Wednesday, November 14, 2007

My special relationship

I arrived from the US 17 years ago and each time I go back it seems to have morphed further into a Simpsons episode

Tim Dowling - Guardian CiF.

One of the planks of Gordon Brown's Mansion House speech last night was the affirmation that Britain's "special relationship" with the United States was still going strong. After a summer of hints that the nature of the peculiar alliance was destined to change, came an assurance that nothing would change: Britain would remain the stolid, sensible friend that America never listens to.

My own special relationship with America, my homeland, is under considerably more strain. I came to Britain 17 years ago, and I have never been back to the States for any length of time since. Before that, I had barely been anywhere else. In the meantime, the place has changed so much that I sometimes wonder if where I'm from still exists.

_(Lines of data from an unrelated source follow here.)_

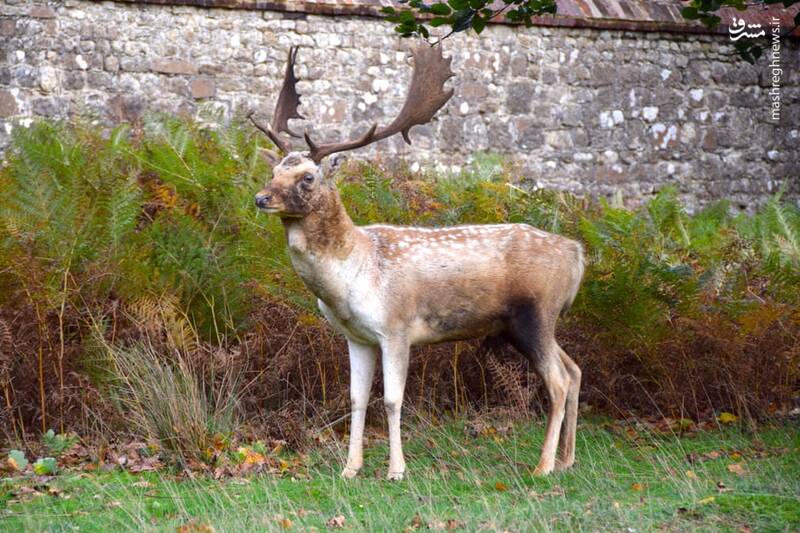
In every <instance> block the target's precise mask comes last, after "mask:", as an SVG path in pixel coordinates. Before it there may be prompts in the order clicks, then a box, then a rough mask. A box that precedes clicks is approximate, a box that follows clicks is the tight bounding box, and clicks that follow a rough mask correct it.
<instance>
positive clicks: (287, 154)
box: [249, 46, 453, 217]
mask: <svg viewBox="0 0 800 533" xmlns="http://www.w3.org/2000/svg"><path fill="white" fill-rule="evenodd" d="M412 54H413V56H414V70H413V73H412V76H411V85H410V86H409V89H408V94H407V96H406V101H405V103H404V104H403V107H402V109H401V110H400V114H399V115H398V116H397V117H396V118H395V119H394V120H393V121H392V122H391V123H390V124H389V125H388V126H385V127H380V128H379V127H378V125H377V124H373V125H372V126H371V127H370V128H369V129H368V130H367V131H366V133H364V135H362V136H361V137H359V138H357V139H353V140H349V141H345V142H335V143H319V144H318V143H316V142H315V141H313V140H312V139H311V134H310V133H309V131H308V130H307V129H306V130H305V131H304V134H303V138H304V140H305V143H306V145H307V146H308V150H307V151H292V150H291V148H290V145H289V143H288V141H287V140H285V139H282V138H281V137H280V134H281V133H286V134H288V135H289V136H291V137H297V138H299V137H300V135H298V134H297V133H295V132H293V131H292V130H291V129H290V128H289V119H292V118H303V117H302V116H301V115H300V113H299V112H298V109H297V108H298V106H299V105H300V95H299V94H298V92H297V88H296V84H297V81H298V80H297V77H296V76H295V74H294V65H295V61H296V59H297V47H292V48H290V49H289V57H288V58H287V62H286V71H285V73H284V77H283V87H281V91H280V93H279V94H278V101H277V103H276V105H275V111H274V112H273V114H272V122H271V123H270V124H267V125H266V126H265V125H262V124H261V123H259V122H258V121H257V120H256V119H255V118H254V117H253V113H250V115H249V118H250V120H251V121H252V122H253V124H254V125H255V126H256V127H257V128H258V129H260V130H261V131H262V132H264V133H265V134H266V135H267V137H269V138H270V140H271V141H272V142H273V143H274V144H275V147H276V148H277V149H278V150H279V151H280V152H281V153H282V154H283V157H282V158H280V157H278V154H276V153H274V152H268V155H270V156H271V157H272V158H273V159H274V161H275V162H277V164H276V165H274V166H273V168H272V180H271V181H270V182H269V183H268V184H267V185H266V187H265V188H264V189H263V190H262V191H260V192H259V193H258V194H256V205H257V206H258V207H259V208H261V209H263V210H264V211H267V212H269V213H274V214H277V215H278V216H281V217H304V216H306V215H308V214H309V213H310V212H312V211H314V210H315V209H316V207H317V206H318V205H319V204H320V203H322V202H323V201H324V199H325V197H326V195H328V194H330V193H331V191H333V190H334V186H333V184H332V183H331V182H330V181H328V180H324V179H323V178H324V174H323V171H322V168H321V166H320V164H321V163H322V160H323V159H325V158H326V157H327V156H329V155H331V154H334V153H337V152H345V151H348V150H355V149H356V148H361V147H363V146H367V145H369V144H372V143H374V142H377V141H380V140H382V139H386V138H388V137H391V136H392V135H394V134H396V133H400V134H402V136H403V139H404V140H405V141H406V142H407V143H408V144H411V139H410V137H409V131H410V130H411V128H412V127H414V126H416V125H418V124H425V123H427V122H429V121H430V120H431V119H432V118H433V116H434V115H435V114H436V112H437V111H438V110H439V109H441V108H442V106H444V104H445V103H447V101H448V100H449V99H450V97H451V96H453V90H452V89H450V90H445V88H444V83H445V82H446V81H447V80H448V79H449V78H450V77H451V76H453V72H452V70H450V61H451V59H450V58H445V57H444V56H443V55H442V51H441V49H440V47H430V46H421V47H418V48H416V49H415V50H412Z"/></svg>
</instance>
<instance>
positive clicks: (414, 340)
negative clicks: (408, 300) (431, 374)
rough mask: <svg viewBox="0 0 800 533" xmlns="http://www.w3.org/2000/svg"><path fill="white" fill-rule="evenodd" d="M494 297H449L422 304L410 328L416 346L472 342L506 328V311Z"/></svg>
mask: <svg viewBox="0 0 800 533" xmlns="http://www.w3.org/2000/svg"><path fill="white" fill-rule="evenodd" d="M494 300H495V298H493V297H492V296H491V295H487V294H480V295H475V296H474V297H473V296H468V295H463V294H462V295H458V294H452V293H451V294H449V295H441V297H440V298H428V299H427V301H426V300H423V301H422V302H420V304H421V305H420V306H419V308H418V310H417V316H416V319H415V320H414V322H413V324H412V327H411V340H412V342H413V343H414V344H427V343H434V342H444V341H452V340H462V339H472V338H476V337H484V336H486V335H494V334H497V333H499V332H500V331H501V330H502V328H503V317H504V315H503V310H502V309H501V307H500V306H499V305H495V302H494Z"/></svg>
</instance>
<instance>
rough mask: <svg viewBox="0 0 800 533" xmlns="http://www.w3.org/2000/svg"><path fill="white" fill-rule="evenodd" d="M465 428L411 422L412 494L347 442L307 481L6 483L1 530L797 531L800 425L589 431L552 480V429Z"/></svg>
mask: <svg viewBox="0 0 800 533" xmlns="http://www.w3.org/2000/svg"><path fill="white" fill-rule="evenodd" d="M409 418H410V417H409ZM465 426H466V424H465V422H463V421H452V422H448V423H446V424H443V425H431V424H430V423H424V422H417V423H412V424H410V425H409V426H408V427H407V428H406V438H407V444H406V456H407V460H408V472H407V477H406V480H404V481H402V482H387V481H384V479H383V475H384V474H385V469H386V459H387V445H386V442H385V439H383V438H381V437H380V436H373V438H372V439H369V440H370V442H369V443H368V448H367V450H366V464H365V468H364V470H363V471H362V477H360V478H359V479H357V480H354V481H345V480H342V479H340V478H339V475H338V474H339V470H340V467H341V464H342V461H343V456H344V453H345V447H344V445H342V444H334V445H330V446H321V447H320V448H318V449H316V450H315V451H313V452H311V453H310V454H309V456H308V458H307V461H306V462H307V474H306V475H301V476H296V477H294V478H292V477H289V476H286V477H280V476H276V475H261V476H254V477H251V478H248V479H224V480H220V481H215V480H213V479H211V478H205V477H199V478H195V479H185V478H180V477H178V476H174V475H172V474H170V473H169V472H164V471H162V472H149V473H144V474H138V475H132V474H130V473H127V472H124V471H122V470H121V469H116V470H112V471H107V472H100V471H95V472H91V473H86V472H77V471H63V472H61V473H60V474H59V475H58V476H56V477H54V478H49V479H47V480H46V481H42V480H41V479H40V480H38V481H36V480H34V479H32V478H11V479H5V480H3V481H2V483H1V484H0V529H2V530H7V531H23V530H24V531H40V530H48V531H73V530H85V531H102V530H105V531H119V530H137V531H141V530H170V531H175V530H176V528H180V529H179V530H180V531H211V530H212V528H213V530H216V531H236V530H285V529H292V530H300V531H305V530H312V529H318V530H326V529H330V528H335V527H341V528H343V529H345V530H373V531H375V530H388V531H402V530H404V529H406V528H408V529H409V530H410V529H417V528H418V529H426V528H432V529H450V528H455V527H458V528H461V529H465V530H478V529H488V530H511V531H546V530H558V531H578V530H590V531H599V530H606V529H610V530H621V531H629V532H632V531H637V532H638V531H648V530H664V529H666V530H682V531H684V530H690V529H691V530H701V531H702V530H708V531H710V530H714V531H716V530H730V531H749V530H752V531H798V530H800V424H798V423H797V421H796V420H795V421H793V422H786V423H780V424H776V425H772V426H767V427H764V428H763V429H762V430H761V431H760V432H759V433H758V434H757V435H751V434H746V433H743V432H742V431H741V430H739V429H736V428H725V429H721V430H719V431H706V432H699V433H696V434H691V435H687V436H683V437H678V436H675V435H656V434H654V433H652V432H648V431H643V430H639V429H637V425H636V424H619V423H605V422H603V421H600V420H594V421H589V422H585V421H584V422H583V423H582V424H581V426H580V427H579V431H578V461H579V464H578V465H577V466H576V468H575V469H574V470H572V471H571V472H568V473H561V474H555V475H551V476H549V477H546V478H535V477H533V476H532V474H531V470H530V467H531V466H534V465H535V464H536V460H537V458H538V452H539V446H540V445H541V442H542V438H543V431H544V429H543V425H542V424H540V423H516V424H515V425H514V426H513V428H512V429H511V430H510V431H509V432H507V433H505V432H503V431H498V432H496V431H494V429H493V428H491V427H490V428H489V429H488V430H486V431H483V432H481V433H479V434H478V435H477V436H476V435H475V434H474V432H472V434H471V432H468V431H465ZM501 433H504V434H501ZM378 475H379V476H380V477H377V476H378ZM26 487H27V488H26ZM30 488H35V489H36V492H35V493H34V492H32V491H31V490H30ZM334 517H338V518H334ZM332 519H333V520H332ZM182 526H183V527H182Z"/></svg>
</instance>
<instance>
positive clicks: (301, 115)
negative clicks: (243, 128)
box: [247, 46, 304, 153]
mask: <svg viewBox="0 0 800 533" xmlns="http://www.w3.org/2000/svg"><path fill="white" fill-rule="evenodd" d="M297 51H298V47H297V46H292V47H290V48H289V55H288V57H287V59H286V70H285V71H284V74H283V85H282V86H281V91H280V93H278V101H277V102H276V104H275V111H274V112H273V114H272V123H271V124H267V125H266V126H263V125H262V124H260V123H259V122H258V121H256V119H255V118H253V112H252V111H251V112H250V113H249V114H248V115H247V116H248V118H249V119H250V121H251V122H252V123H253V125H254V126H255V127H256V128H258V129H259V130H261V131H262V132H264V133H265V134H266V135H267V137H269V138H270V140H271V141H272V142H273V143H275V146H277V147H278V148H279V149H280V150H281V151H283V152H284V153H285V152H289V151H290V150H289V148H290V147H289V145H288V144H287V143H286V142H285V141H283V140H282V139H281V138H280V137H279V136H278V134H279V133H280V132H285V133H288V134H289V135H291V136H292V137H300V135H298V134H297V133H295V132H293V131H292V130H291V129H290V128H289V119H292V118H304V117H303V116H302V115H300V113H299V112H298V111H297V108H298V106H299V105H300V95H299V94H298V93H297V88H296V85H297V77H296V76H295V75H294V64H295V61H296V60H297Z"/></svg>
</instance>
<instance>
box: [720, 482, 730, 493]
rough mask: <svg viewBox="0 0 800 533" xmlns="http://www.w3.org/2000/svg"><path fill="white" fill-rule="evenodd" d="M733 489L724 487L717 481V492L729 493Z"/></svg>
mask: <svg viewBox="0 0 800 533" xmlns="http://www.w3.org/2000/svg"><path fill="white" fill-rule="evenodd" d="M732 490H733V489H731V488H728V487H726V486H725V483H723V482H722V481H717V492H731V491H732Z"/></svg>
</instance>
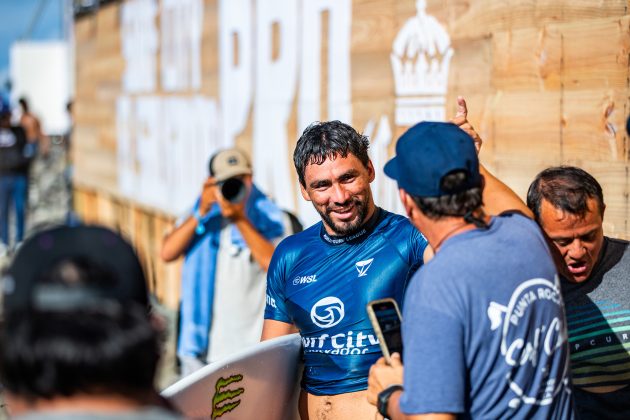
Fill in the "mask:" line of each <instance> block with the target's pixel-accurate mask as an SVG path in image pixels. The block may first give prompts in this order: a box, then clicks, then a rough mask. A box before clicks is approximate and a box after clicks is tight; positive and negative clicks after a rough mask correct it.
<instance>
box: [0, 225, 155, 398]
mask: <svg viewBox="0 0 630 420" xmlns="http://www.w3.org/2000/svg"><path fill="white" fill-rule="evenodd" d="M2 286H3V289H4V290H3V295H4V299H3V300H4V308H3V315H4V316H3V323H2V327H1V328H0V381H1V382H2V385H3V387H4V389H5V391H6V392H7V393H8V395H9V398H11V397H14V398H18V399H21V400H25V401H27V402H30V403H33V404H35V403H36V402H37V401H41V400H52V399H54V398H57V397H65V398H68V397H70V398H72V397H74V396H76V395H92V396H98V395H120V396H124V397H125V398H128V399H132V400H138V401H139V402H140V401H142V400H143V399H146V398H150V395H151V394H155V393H154V388H153V380H154V374H155V370H156V365H157V362H158V359H159V352H160V334H159V332H158V331H157V329H156V328H155V327H154V326H153V324H152V322H151V319H150V315H149V312H148V293H147V286H146V281H145V277H144V274H143V271H142V267H141V265H140V263H139V261H138V257H137V255H136V253H135V252H134V250H133V248H132V247H131V245H130V244H129V243H128V242H127V241H125V240H124V239H123V238H121V237H120V236H118V235H117V234H116V233H114V232H112V231H110V230H108V229H105V228H102V227H95V226H78V227H58V228H54V229H50V230H47V231H43V232H40V233H38V234H36V235H34V236H32V237H31V238H30V239H28V240H27V241H25V242H24V244H23V245H22V246H21V247H20V249H19V251H18V253H17V255H16V256H15V259H14V260H13V262H12V264H11V265H10V267H9V269H8V271H7V272H6V273H5V275H4V277H3V279H2ZM9 403H10V402H9Z"/></svg>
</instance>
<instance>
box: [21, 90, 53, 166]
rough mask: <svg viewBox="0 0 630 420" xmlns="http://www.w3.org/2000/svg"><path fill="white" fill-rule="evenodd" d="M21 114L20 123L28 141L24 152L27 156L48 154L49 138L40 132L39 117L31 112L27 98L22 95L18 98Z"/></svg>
mask: <svg viewBox="0 0 630 420" xmlns="http://www.w3.org/2000/svg"><path fill="white" fill-rule="evenodd" d="M18 103H19V104H20V110H21V116H20V125H21V126H22V127H23V128H24V131H25V132H26V141H27V142H28V145H27V148H26V153H27V156H28V157H35V156H36V155H37V154H38V153H39V154H41V155H42V156H47V155H48V150H49V148H50V140H49V138H48V136H46V135H45V134H44V133H43V132H42V128H41V124H40V121H39V119H38V118H37V117H36V116H35V115H34V114H33V113H32V112H31V109H30V106H29V103H28V100H27V99H26V98H24V97H22V98H20V99H19V101H18Z"/></svg>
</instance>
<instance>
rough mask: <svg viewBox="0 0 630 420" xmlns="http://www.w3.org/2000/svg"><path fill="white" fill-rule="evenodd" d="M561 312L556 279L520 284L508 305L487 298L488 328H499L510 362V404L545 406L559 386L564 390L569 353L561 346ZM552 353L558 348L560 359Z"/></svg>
mask: <svg viewBox="0 0 630 420" xmlns="http://www.w3.org/2000/svg"><path fill="white" fill-rule="evenodd" d="M562 313H563V304H562V300H561V298H560V288H559V286H558V285H557V279H556V284H554V283H552V282H551V281H549V280H545V279H532V280H528V281H526V282H524V283H522V284H521V285H520V286H519V287H518V288H516V290H514V292H513V293H512V297H511V298H510V301H509V303H508V304H507V306H503V305H501V304H499V303H497V302H490V305H489V306H488V311H487V314H488V318H489V319H490V328H491V330H492V331H495V330H499V329H500V333H501V355H502V356H503V357H504V359H505V363H506V364H507V365H508V366H509V368H508V374H507V376H506V380H507V381H508V384H509V387H510V390H511V391H512V392H513V393H514V394H515V397H514V398H513V399H511V400H510V402H509V406H510V408H513V409H515V408H517V407H518V406H519V405H521V404H529V405H541V406H544V405H548V404H550V403H551V402H552V401H553V399H554V398H555V396H556V395H557V394H558V393H559V392H561V391H562V390H563V389H564V390H566V391H567V392H569V391H568V380H569V379H568V369H569V354H568V350H567V349H566V348H564V350H563V345H564V343H565V342H566V341H567V331H566V325H565V321H564V317H563V316H562ZM546 314H551V315H546ZM532 323H535V324H534V325H532ZM557 352H560V353H562V355H561V358H560V359H561V360H560V362H559V363H558V361H557V360H556V359H557V357H556V353H557ZM554 365H556V367H555V369H554ZM531 378H539V379H538V380H536V381H531V380H529V379H531Z"/></svg>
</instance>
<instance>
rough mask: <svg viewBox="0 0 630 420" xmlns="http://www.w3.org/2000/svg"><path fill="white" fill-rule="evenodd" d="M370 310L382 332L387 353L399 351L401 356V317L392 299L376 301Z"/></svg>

When I go back now everything is bigger - the cars, the houses, the portions, the people. At first I think that I have been in a small country for so long that my eyes have shrunk. This bigness is not considered a disease of excess, but some bizarre form of constitutional entitlement - the right to drink Coke from a container the size of your head.

Every time I leave the States they add another rule to the already overregulated game of American football. As a spectator sport I never really liked it; now I can't even follow it. They don't play music on the radio any more. The airwaves have been commandeered by rightwing gasbags. How bad must music have got for this to happen? Arnold Schwarzenegger is the governor of California. Sometimes I still wake up believing that this only happened in an episode of The Simpsons.





Above all, it is a country that voted George Bush Jr into the White House twice. When I left America, the idea that another member of the Bush family would ever be president seemed remote; that the acknowledged screw-up eldest son would get a shot at it would have been considered preposterous. Not only did he get in, he formed a cabinet with a bunch of people from the Nixon administration, and then they set about improving his war record (which currently stands at dodged 1, started 2). America seems to be, if anything, a slightly safer place than it was 17 years ago, but everybody seems much more frightened. Passport control has become a hostile and forbidding place, even for US citizens. The oddest thing, of course is to spend time with friends and relatives who don't find any of this weird. They're like lobsters who've been put in a pan of cold water that is slowly, imperceptibly heating up. I drop in at boiling point, and I feel pain.